Old Testament Summary Lesson 21: “God Will Honor Those Who Honor Him”
- Samuel Means Dedicated to the Lord: Hannah, the wife of Elkanah and the mother of the prophet Samuel, is a devout woman who made an annual pilgrimage to the Temple in Shiloh. Anguished at her barrenness and vowing to dedicate any son born to her to the service of God, the high priest Eli heard her and added his blessing to her pleas. (1 Samuel 1:11) First fruits and first born were offerings to the Lord in any case. They could be redeemed by paying money instead. Hannah gave her firstborn son to the High Priest (Kohen) and hence to the Lord.
- Eli’s Sons Take Advantage of Worshipers: Providing religious service for money is improper. This kind of profiteering is still repugnant in Jewish Law. Yet one can see religious men at the Western (Wailing) Wall waiting to assist Bar Mitzvah services on Mondays and Thursdays, (not Saturdays, Sabbaths, because no money is handled on this day). The families allowing them to assist are supposed to pay money in return. If the sum is not sufficient, often, more is demanded. It’s like blessings being given with one hand while the other is cupped for a “donation.”
- Service to God Instead of Self-service: Entertainment: “After the Shivah, (mourning period at death) . . . mourning continues till the thirtieth (Hebrew: sheloshim) day after death. During this period the mourner should not attend places of entertainment or participate in social gatherings . . . may not marry during the sheloshim.” Sabbath: “The rabbis . . . thought that the Sabbath is the most important of all the laws of the Torah and that by itself it is equal to all the rest. One statement is that “if Israel keeps one Sabbath as it should be kept, the Messiah will come.” They saw Shabbat as a special privilege; a gift that God gave His people Israel and as a foretaste of the world-to-come.” (Encyclopedia Judaica Jr.)
- Fasting: “Both the prophets and the rabbis stressed that mere fasting without repentance . . . is valueless.” “Fasting is an act of repentance or of supplication seeking divine forgiveness or the prevention of disaster. . . . On fast days one neither eats nor drinks. On major fasts, other prohibitions are washing, wearing leather shoes, using ointments or perfumes, and other physical pleasures. There are special prayers and the Torah is read in the synagogue. Yom Kippur and Tishah Be-Av are observed from sunset to sunset. All other fasts are from sunrise to sunset.” (Encyclopedia Judaica Jr.)
- Morality: “Amos cried out against the careful observance of the Temple ritual when it ignored morality as an integral part of religion.
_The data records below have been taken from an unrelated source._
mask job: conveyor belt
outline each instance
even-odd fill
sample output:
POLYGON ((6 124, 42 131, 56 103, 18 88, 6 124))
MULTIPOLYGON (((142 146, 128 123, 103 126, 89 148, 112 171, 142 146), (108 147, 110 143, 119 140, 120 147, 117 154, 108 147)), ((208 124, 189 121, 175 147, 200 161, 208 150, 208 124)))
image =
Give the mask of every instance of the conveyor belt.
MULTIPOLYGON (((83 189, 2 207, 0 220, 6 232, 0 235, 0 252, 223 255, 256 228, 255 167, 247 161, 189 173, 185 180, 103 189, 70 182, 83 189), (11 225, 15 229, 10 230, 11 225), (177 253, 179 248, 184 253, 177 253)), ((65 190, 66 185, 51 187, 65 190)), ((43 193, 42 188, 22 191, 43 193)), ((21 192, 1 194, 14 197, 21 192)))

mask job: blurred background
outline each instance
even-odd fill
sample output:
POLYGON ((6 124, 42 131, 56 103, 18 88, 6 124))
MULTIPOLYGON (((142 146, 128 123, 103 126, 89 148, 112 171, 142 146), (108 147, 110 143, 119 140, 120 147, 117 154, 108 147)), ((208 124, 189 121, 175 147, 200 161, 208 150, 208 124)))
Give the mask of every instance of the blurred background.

Ritual alone does not please God, who demands that it go hand in hand with mercy and compassion.” “Judaism encourages modesty as one of the means to chastity. . . the Jewish woman is . . . to dress and act modestly at all times . . . a man is forbidden to be alone with a woman with whom he is not permitted to have sexual relations from considerations of both chastity and modesty.” (Encyclopedia Judaica Jr.)